My input file, raw-sequence.txt looks like this:

WB (19, 21, 24, 46, 60)
WB (12, 11, 9, 23, 49)
PB (18, 21, 10, 5, 5)
WB (2, 14, 2, 29, 67)
WB (1, 8, 1, 16, 52)
PB (2, 11, 8, 3, 4)

How can I output the following lines to sequence.txt?

PB (18, 21, 10, 5, 5)
PB (2, 11, 8, 3, 4)

Here is my current code:

sequence_raw_buffer = open('c:\\sequence.txt', 'a')
with open('c:\\raw-sequence.txt') as f:
  number_list = f.read().splitlines()
  number_all = re.findall(r'\bPB\b([0-9])\d+', ' '.join(number_list))
  unique = list(set(number_all))
  for i in unique:
    sequence_raw_buffer.write(i + '\n')
  print "done"
  f.close()
  sequence_raw_buffer.close()

Answer 1

Given the code you show, regex are an unnecessary over-complication to your problem. You can just iterate over the lines from the input file and dump the ones for which line.startswith("PB") returns True.

with open(r'c:\raw-sequence.txt', 'r') as f, open(r'c:\sequence.txt', 'a') as sequence_raw_buffer:
    for line in f:
        if line.startswith("PB"):
            print(line, file=sequence_raw_buffer)

This illustrates the fact that files can be iterated over line-by-line. I use print to dump the line because it will append the correct line terminator that the for loop strips off.

This example also shows you how to put multiple context managers into a single with block. You should have all your file in a with block, whether input or output, because I/O errors are a possibility in both directions.

Now, if you are trying to use regex for practice or because the match is really more complicated than what you present here, you can try

PB\s*\((?:\d+,\s*)*\d+\)

This matches as follows:

• Literal PB
• Optional unlimited number of spaces \s*
• Literal open parens \(
• Optional non-capturing group (?:)*, repeated as many times as necessary, containing
  • At least one digit \d+
  • Literal comma ,
  • Any number of spaces \s*
• At least one actual number \d
• Literal close parens \)

I would not bother concatenating the whole file together and using findall on that though, unless your expression can span multiple lines.
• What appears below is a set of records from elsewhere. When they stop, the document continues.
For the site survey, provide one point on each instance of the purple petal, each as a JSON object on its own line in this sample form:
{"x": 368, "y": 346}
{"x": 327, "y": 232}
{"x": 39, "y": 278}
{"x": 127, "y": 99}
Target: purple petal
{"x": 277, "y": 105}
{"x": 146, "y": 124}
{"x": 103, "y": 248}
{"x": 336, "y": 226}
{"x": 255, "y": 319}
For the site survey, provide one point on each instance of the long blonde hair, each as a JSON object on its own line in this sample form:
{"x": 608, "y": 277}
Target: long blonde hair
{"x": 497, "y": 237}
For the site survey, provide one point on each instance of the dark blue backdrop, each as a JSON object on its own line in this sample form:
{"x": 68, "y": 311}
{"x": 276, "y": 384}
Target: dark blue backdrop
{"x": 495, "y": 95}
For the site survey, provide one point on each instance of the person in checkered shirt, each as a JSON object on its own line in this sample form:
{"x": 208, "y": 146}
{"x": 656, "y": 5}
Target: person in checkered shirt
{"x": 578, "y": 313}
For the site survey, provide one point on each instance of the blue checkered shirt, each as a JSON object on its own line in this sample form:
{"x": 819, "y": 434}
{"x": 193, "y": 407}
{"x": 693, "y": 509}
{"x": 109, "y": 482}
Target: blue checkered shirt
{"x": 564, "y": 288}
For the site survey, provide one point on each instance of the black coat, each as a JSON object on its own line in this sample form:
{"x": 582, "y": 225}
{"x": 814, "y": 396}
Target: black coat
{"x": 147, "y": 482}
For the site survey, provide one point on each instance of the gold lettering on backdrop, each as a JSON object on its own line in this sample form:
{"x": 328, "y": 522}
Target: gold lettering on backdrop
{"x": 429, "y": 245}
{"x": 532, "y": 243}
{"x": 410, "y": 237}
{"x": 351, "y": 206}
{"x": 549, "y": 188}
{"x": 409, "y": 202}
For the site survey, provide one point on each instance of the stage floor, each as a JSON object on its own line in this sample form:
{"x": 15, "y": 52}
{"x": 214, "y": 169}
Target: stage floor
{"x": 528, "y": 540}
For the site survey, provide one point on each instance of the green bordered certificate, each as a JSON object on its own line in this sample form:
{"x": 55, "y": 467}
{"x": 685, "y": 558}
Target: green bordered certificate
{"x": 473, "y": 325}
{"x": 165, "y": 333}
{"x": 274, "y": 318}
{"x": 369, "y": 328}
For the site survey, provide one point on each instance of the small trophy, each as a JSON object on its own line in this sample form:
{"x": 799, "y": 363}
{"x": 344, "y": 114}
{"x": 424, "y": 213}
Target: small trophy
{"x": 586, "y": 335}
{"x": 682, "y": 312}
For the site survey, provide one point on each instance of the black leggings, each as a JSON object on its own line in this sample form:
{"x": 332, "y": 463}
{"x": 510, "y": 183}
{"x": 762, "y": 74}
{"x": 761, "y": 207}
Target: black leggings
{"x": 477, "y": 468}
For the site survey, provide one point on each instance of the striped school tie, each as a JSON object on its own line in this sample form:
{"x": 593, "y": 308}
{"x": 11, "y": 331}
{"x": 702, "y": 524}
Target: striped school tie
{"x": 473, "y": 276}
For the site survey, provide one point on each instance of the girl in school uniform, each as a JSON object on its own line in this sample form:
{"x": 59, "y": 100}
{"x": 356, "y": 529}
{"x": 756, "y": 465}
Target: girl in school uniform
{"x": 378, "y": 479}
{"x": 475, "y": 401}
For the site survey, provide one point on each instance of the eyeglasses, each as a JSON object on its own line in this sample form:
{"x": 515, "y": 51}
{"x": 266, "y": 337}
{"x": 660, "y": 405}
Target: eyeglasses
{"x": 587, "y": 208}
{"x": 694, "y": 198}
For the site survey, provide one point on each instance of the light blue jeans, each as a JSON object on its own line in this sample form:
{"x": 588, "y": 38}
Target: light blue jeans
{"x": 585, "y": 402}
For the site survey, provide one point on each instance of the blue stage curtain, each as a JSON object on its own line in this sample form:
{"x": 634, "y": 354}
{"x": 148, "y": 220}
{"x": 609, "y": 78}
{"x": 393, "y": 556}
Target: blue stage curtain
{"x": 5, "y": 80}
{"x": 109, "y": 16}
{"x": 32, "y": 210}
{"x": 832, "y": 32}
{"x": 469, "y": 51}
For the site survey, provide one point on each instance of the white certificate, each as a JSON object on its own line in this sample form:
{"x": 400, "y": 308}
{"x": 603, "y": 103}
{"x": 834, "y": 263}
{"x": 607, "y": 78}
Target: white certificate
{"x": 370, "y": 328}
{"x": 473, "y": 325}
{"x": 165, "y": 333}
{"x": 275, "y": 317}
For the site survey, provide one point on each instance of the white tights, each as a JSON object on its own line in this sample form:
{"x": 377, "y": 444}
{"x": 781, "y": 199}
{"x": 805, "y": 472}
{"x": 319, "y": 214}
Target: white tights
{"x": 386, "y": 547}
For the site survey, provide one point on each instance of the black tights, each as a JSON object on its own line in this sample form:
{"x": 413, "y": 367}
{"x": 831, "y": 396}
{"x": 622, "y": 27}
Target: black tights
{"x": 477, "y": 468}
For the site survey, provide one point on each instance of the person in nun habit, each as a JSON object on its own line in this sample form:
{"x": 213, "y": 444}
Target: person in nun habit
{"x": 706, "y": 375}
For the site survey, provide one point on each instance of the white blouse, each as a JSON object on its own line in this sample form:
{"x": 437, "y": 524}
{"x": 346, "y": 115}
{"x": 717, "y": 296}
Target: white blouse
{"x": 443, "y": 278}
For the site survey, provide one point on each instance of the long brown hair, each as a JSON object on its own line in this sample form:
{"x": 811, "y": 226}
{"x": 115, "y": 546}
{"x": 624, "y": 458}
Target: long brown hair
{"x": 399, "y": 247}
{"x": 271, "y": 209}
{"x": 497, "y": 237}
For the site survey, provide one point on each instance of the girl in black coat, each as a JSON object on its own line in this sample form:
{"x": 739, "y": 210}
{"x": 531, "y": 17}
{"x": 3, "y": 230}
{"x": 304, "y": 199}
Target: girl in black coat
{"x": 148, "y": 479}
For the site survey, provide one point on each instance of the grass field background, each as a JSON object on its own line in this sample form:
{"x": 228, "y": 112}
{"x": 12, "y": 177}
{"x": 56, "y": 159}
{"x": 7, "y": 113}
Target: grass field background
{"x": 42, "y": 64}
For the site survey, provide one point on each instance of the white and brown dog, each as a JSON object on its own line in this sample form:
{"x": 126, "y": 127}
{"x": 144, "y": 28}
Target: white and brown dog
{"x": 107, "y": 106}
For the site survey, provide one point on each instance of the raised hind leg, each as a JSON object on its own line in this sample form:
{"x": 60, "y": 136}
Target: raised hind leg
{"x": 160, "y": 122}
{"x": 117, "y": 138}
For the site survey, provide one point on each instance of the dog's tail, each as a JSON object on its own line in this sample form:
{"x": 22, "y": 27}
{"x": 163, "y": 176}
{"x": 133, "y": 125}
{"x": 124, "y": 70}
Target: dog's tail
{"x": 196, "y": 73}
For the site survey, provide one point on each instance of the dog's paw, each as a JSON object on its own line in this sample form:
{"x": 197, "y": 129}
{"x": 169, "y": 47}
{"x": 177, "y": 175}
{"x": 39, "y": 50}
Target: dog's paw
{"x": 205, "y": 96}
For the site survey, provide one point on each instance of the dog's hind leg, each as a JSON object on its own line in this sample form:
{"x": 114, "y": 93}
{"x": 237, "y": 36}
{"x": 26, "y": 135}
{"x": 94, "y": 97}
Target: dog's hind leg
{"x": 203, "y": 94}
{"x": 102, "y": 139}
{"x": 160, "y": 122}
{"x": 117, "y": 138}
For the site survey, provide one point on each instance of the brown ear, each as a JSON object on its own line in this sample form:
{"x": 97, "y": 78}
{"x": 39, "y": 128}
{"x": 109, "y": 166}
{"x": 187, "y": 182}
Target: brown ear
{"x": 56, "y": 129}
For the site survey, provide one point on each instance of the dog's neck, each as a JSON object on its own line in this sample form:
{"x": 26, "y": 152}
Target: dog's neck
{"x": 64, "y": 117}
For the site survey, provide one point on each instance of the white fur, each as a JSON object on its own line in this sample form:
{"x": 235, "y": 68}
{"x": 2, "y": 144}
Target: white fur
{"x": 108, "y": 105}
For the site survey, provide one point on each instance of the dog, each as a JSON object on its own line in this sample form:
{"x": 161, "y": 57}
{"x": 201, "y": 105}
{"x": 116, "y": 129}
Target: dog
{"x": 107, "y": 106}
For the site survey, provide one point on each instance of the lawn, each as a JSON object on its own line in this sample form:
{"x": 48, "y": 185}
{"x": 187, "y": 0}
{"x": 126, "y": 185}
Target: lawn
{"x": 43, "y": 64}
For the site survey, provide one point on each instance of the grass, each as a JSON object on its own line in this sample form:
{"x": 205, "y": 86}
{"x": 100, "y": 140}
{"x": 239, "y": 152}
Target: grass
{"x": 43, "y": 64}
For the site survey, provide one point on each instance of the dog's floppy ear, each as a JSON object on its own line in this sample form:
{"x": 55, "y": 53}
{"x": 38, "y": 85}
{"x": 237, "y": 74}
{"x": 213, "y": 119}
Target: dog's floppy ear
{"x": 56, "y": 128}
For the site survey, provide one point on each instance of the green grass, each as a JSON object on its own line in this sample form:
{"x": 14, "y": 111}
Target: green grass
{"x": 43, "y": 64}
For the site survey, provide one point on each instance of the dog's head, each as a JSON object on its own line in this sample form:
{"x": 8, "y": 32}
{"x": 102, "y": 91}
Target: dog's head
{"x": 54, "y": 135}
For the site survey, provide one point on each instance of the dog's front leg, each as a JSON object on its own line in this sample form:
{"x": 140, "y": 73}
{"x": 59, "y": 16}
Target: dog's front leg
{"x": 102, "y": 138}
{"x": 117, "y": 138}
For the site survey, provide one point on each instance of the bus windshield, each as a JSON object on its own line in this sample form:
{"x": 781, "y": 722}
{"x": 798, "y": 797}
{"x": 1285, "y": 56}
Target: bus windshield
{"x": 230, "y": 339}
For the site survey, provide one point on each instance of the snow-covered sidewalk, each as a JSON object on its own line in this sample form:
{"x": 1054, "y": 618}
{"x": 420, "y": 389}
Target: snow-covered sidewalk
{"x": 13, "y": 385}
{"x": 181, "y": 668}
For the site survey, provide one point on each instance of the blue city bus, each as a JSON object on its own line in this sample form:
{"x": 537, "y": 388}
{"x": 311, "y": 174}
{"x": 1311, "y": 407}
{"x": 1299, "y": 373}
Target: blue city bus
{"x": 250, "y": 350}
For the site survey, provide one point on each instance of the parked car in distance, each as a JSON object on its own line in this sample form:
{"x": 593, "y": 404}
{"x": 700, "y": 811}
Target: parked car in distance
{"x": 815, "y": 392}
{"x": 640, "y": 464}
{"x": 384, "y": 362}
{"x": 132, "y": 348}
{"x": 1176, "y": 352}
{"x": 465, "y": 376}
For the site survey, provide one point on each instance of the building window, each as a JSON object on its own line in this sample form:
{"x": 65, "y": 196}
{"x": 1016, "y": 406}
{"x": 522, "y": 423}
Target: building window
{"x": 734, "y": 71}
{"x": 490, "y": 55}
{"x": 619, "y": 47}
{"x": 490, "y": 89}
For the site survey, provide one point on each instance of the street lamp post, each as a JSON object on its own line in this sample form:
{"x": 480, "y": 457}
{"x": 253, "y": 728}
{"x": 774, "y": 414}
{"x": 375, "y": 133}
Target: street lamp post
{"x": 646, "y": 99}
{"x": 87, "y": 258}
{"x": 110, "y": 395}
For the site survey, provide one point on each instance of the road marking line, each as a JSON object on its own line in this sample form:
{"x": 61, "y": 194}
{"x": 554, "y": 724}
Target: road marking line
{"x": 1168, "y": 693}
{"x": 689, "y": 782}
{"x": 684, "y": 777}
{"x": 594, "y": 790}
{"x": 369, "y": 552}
I would prefer to still use the approach shown above, because in all but a few cases that I can think of, textual data will generally be delimited by newlines:

pattern = re.compile('PB\s*\((?:\d+,\s*)*\d+\)')
...
            if pattern.match(line):
...

Pre-compiling the pattern once makes the program run faster, but you could call re.match(..., line) every time as well.

Answer 2

There are few things that you are missing

1. You are missing a space between word boundary(\b) and bracket (
2. Parenthesis () have different meanings in regex context. Parenthesis denotes capturing group. To match parenthesis literally you need to escape it.

Now to match the exact pattern you intend, you can use this

\bPB\s+\((?:\s*\d+\s*,\s*)*\d+\)

If you want to only match lines with PB you can directly search for PB

Answer 3

You can try this regex: PB\s?\(([0-9]*,?\s?)*\)